Altsdtadtzauber in Kyoto. Tag #9 in Japan

Nach dem verhunzten gestrigen Tag, schwor ich mir, es heute nicht so weit kommen zu lassen. Nach dem Aufwachen war ich erstmal leicht verlegen, weil ich meinen GastgeberInnen soviel Umstände gemacht habe. Was mich aber froh stimmte war die Buchsammlung von Taka, meinem Host. Bücher über Kunst, SciFi-Klassiker, Standardwerke der Weltliteratur, obskures Zeug, ganz ganz tolle Mangas. Taka und seine Frau, waren augenscheinlich belesene Menschen mit Geschmack. Sowas mag ich :3

Meine erste „große“ Tat an diesem Morgen war einmal eine längst fällige Rasur. Der Käpt’n Iglo-Look ging nicht nur mir auf den Geist, sondern passte schlicht nicht nach Japan. Hier rasieren sich die meisten Männer gründlich bzw. achten auf ihren Bart. Und Deo. Ganz viel Deo. Ich schwitze schon im Allgemeinen sehr viel, aber in Japans brütender Sommerhitze und bei extremer Luftfeuchtigkeit werde ich zur wandelnden Schweissfabrik. Gestank inklusive. Und Wäsche waschen. Endlich Stinkewäsche waschen. Yeah, oida!!
Takas Frau bereitete mir ein absolut grandioses Frühstück vor, welches mich nicht nur satt machte, sondern auch ur-gesund war. Thank you for the great breakfast, you are the best 🙂 Was ich auch toll fand war die Tatsache, sich Takas Frau (Name vergessen, ähem) sich gut mit alternativer Musik und sonstigen interessanten popkulturellen Dingen auskannte. Wir sprachen über gute Mangas, über Bands, ein wenig über Politik, über die (mangelnde) Qualität des Englischunterrichts in Japan, und und und. Es war interessant und befreiend Menschen zu treffen, deren Horizont viel weiter reicht als nur bis an die Grenzen Japans. Achja, und wir sprachen auf Englisch, mein Japanisch reicht für derartige Gespräche bei weitem nicht aus.

Als erstes Ziel meines heutigen Tages hatte ich mir den Biwa-See ausgesucht. Ich wollte schon gestern dorthin baden gehen, aber bekanntlich ging da alles den Bach runter. „Revenge“ war also angesagt, koste es was es wolle. Also mit der Tingeltangel-Lokalbahn bis nach Woswasi gefahren und dort zum nahegelegenen Strand. Juchee, da See!!!

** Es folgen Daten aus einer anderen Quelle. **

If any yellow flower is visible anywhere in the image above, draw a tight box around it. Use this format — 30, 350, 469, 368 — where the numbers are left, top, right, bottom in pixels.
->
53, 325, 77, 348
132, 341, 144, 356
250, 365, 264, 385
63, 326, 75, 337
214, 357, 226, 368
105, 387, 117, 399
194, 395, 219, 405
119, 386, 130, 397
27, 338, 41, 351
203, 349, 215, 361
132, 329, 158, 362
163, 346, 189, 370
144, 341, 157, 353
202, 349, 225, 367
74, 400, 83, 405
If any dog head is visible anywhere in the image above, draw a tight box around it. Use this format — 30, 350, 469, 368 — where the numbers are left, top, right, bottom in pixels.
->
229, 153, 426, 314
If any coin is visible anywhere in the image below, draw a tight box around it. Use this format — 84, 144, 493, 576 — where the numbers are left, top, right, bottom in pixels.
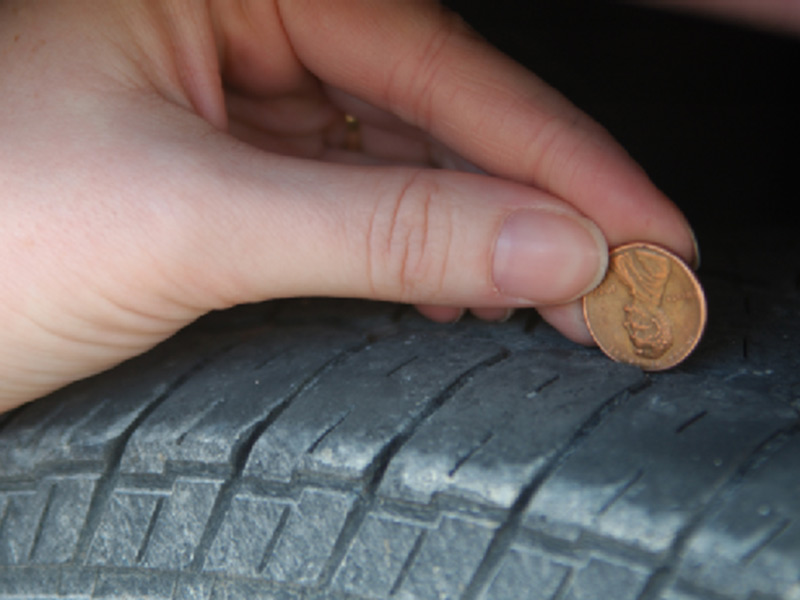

Der Biwa-See/琵琶湖 ist übrigens der größte See Japans. Und mit groß meine ich FETT groß. Neusiedlersee-Style-Groß, oder noch größer, müsste ich nachschauen hab aber keinen Bock. Auf jeden Fall gibt’s rund um den See zahlreiche Werften, Fischereibetriebe und natürlich auch Badestrände. Ob sich irgendwelche Legenden um den See ranken kann ich nicht beantworten, dafür erzähl ich euch aber meine.
In dieser geht es um das geheimnisvolle Volk der Japaner und ihr Leben am Rande des großen Wassers. Als ich sie besuchen kam, sprachen sie in fremden Zungen, welche für Außenstehende oft schwer verständlich sind. Sie kamen niemals alleine zum großen Wasser. Nein, sie hingen aneinander wie Kletten, als ob aus dem großen Wasser in Bälde Gefahr zu kommen drohte. Inmitten der Vielzahl der Gruppen meist junger Leute befand sich eine Feuerstelle, vergleichbar mit unserem europäischen „Grill“. Daraufhin legte ein meist männlicher junger Japaner nach und nach Stücke getöteten Tieres. Es war ein großes Fressen, welchem sich die Gruppen hingaben.
Ich war alleine am großen Wasser. Doch nicht nur dies, ich war sofort als Schlammblut erkennbar. Hellere Haut und Augen so groß wie Teller. Über Schlammblütler wie mich erzählten sich die Japaner, dass sie Kinder fressen und „kowai/恐い“ sind, also „beängstigend“. Ich bewegte mich dementsprechend vorsichtig, da ich nicht ebenfalls als Stück rohes fleisch auf der Feuerstelle landen wollte….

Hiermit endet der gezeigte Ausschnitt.